Боливара тревожила фракционная борьба, которую он наблюдал в креольских ассамблеях Новой Гранады
[308]. В “Картахенском манифесте” (1812) он с презрением писал о “системе, осужденной всем разумным миром за слабость и неэффективность”, о “неправильно понятой гуманности” и слепоте “благонамеренных мечтателей, возводивших в стремлении к политическому совершенству целые республики в облаках, твердо полагаясь на совершенство рода человеческого”. Боливар не признал и ценности эксперимента Первой республики с ее “федеральной формой государственного устройства, принятой согласно непомерно раздутым требованиям прав человека. Эта форма правления, предоставляя человеку возможность управлять самим собой, подрывает основы общественного договора и ввергает нации в анархию”
[309]. Ко времени второго своего изгнания (на Ямайку) он пришел к убеждению, что “институты всецело представительные не подходят для нашего характера, обычаев и… знаний”
[310]. За два года до битвы при Карабобо Боливар обратился к сформированному в Ангостуре конгрессу в подобном духе:
Хотя этот народ [США] и является редким образцом политических добродетелей и моральных достоинств; Свобода его вскормила, Свобода его воспитала, он дышит чистой Свободой, и в целом, хотя и со многими оговорками, я скажу, что сей народ – единственный в своем роде, о чем свидетельствует и история человечества. Тем не менее это чудо, повторяю, чтобы столь слабая и громоздкая система, как федерация, могла оставаться североамериканской системой правления в таких сложных и деликатных обстоятельствах, каковые имели место в недавнем прошлом.
С его точки зрения, Конституция США предполагала “республику святых”
[311].
Как бы там ни было, говоря о такой системе правления применительно к американскому народу [к Южной Америке], хочу подчеркнуть, что я весьма далек от мысли сочетать положение и природу обоих государств, столь отличающихся друг от друга, – англо-американского и американо-испанского.
Таким образом, Боливар мечтал не о демократии, а о диктатуре, и не о федерализме, а об унитаризме. Он писал в “Картахенском манифесте”: “Наши сограждане еще не способны самостоятельно и широко пользоваться своими правами, потому что у них нет политических добродетелей, свойственных подлинному республиканцу, добродетелей, которые невозможно приобрести под властью абсолютистских правительств, отрицающих права и обязанности гражданина”
[312]. Проект Конституции (1826), подготовленный Боливаром (кроме прочего, предусматривавший учреждение трехпалатного законодательного органа), содержал положение об избрании пожизненного президента с правом назначения преемника.

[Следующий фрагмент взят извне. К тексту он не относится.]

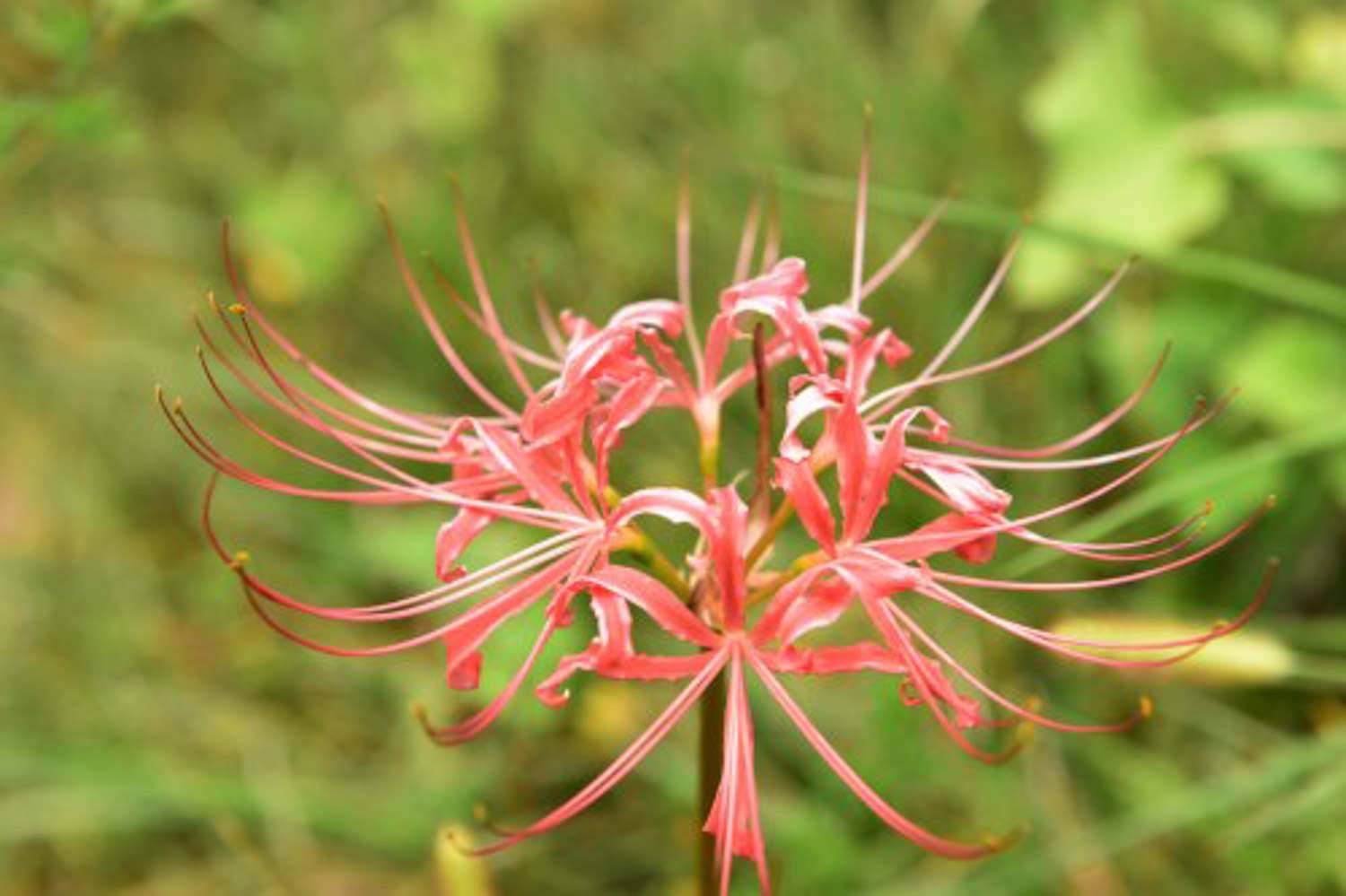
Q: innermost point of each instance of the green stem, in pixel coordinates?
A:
(708, 778)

Боливар объявил: “Я до мозга костей убежден, что Америкой можно управлять только с помощью дееспособного деспотизма… [Мы не можем] позволить себе ставить законы выше вождей и принципы – выше людей”
[313]. Его “Органический декрет о диктатуре” (1828) ясно дал понять, что в боливарианской Южной Америке не место ни демократии собственников, ни верховенству права.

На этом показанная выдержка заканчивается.